In: Economics
Get an article on the United States economy. Relate it to either the AE/AP Keynesian model or the aggregate supply and demand graph. Draw graph to explain the relationship between the article and the model.
Fiscal policy and its direction
The recession of 2008-09 was shock to the economy that resulted from sub-prime crises. The government enacted the American Recovery and Reinvestment Act as an immediate economic stimulus package worth $787 billion (in total $830 billion) on February 2009. The purpose was to end the 2008 recession quickly by stimulating consumer spending and creating or saving around 2 million jobs. It instilled the confidence in the economic agents that was needed to boost economic growth.
However, stimulus failed in its very aim of saving jobs and increasing consumption spending. The failure of the stimulus was a blow to the theory that economies can be brought into action by an injection of government spending. People realized that every dollar injected by the government through spending would eventually be taken out in the form of taxes. It did increased the consumer spending and brought the economy back on the path of growth but the process was only gradual. The scenario is illustrated below.
AS-AD model
The aggregate demand curve AD exhibits a negative relationship between the price level and the output (income) level, which can be drawn using the basic IS-LM model. The Aggregate supply curve AS exhibits a positive relationship between the price level and the output (income) level. Both determine the price level and the output level in the economy.
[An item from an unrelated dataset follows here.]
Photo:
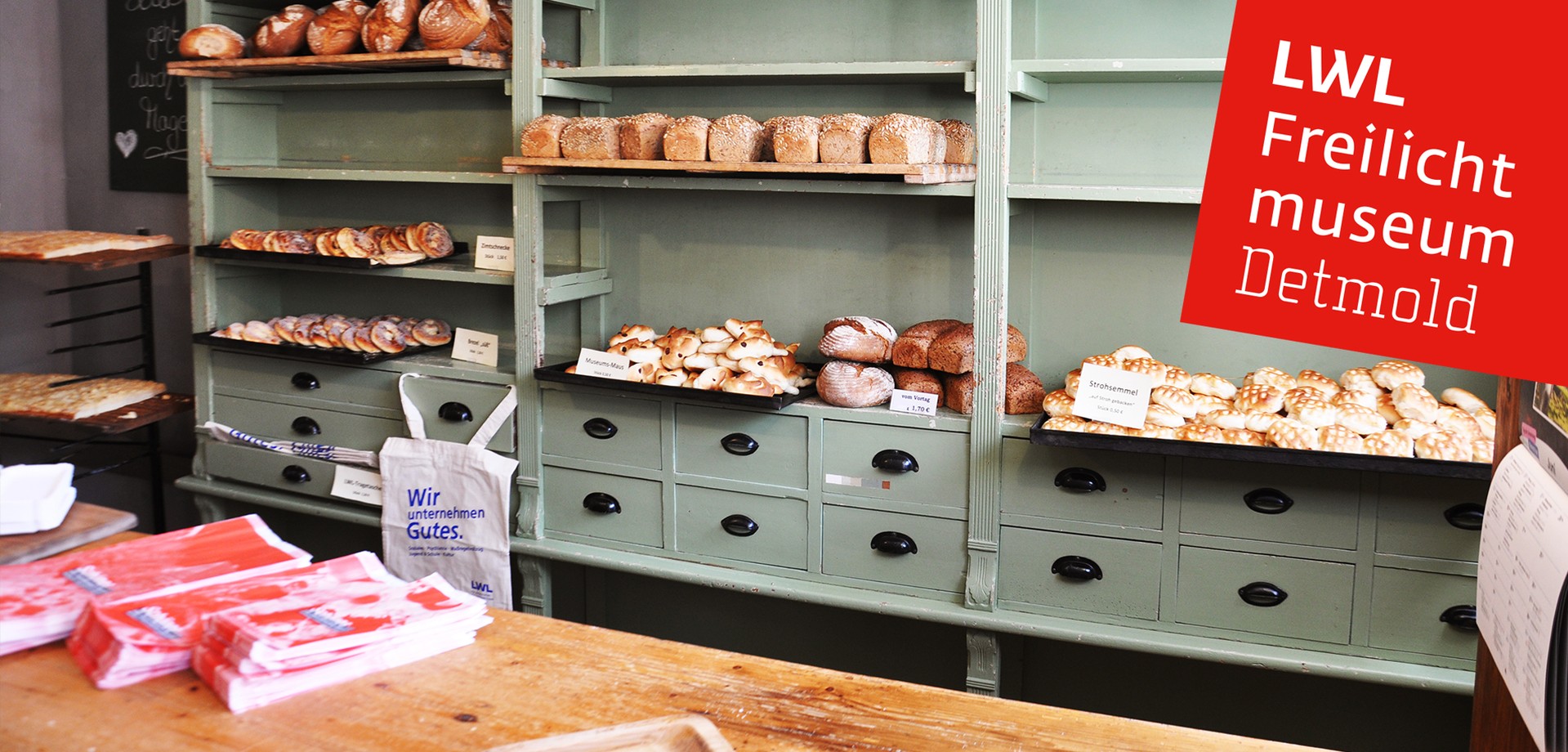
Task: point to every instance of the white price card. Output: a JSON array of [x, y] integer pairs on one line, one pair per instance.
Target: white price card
[[602, 365], [356, 484], [1114, 396], [476, 347], [494, 253], [914, 402]]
During the recession, the economy was operating before its full potential and so the operating equilibrium was below the LRAS, shown by E1
When government increased its spending, income increasesd multiple times, precisely by ΔG/1 – MPC. With stimulated Aggregate expenditure AE, AD shifted to the right exhibiting a rise in income. With more income in hand, the quantity of money demanded increased with fixed money supply. Hence the interest rate rose and both money market and goods market achieved a new equilibrium at E2 where both interest rate and income level are higher.
This increase in income, however, came at the cost of rising inflation so the new equilibrium has more inflation and more real output.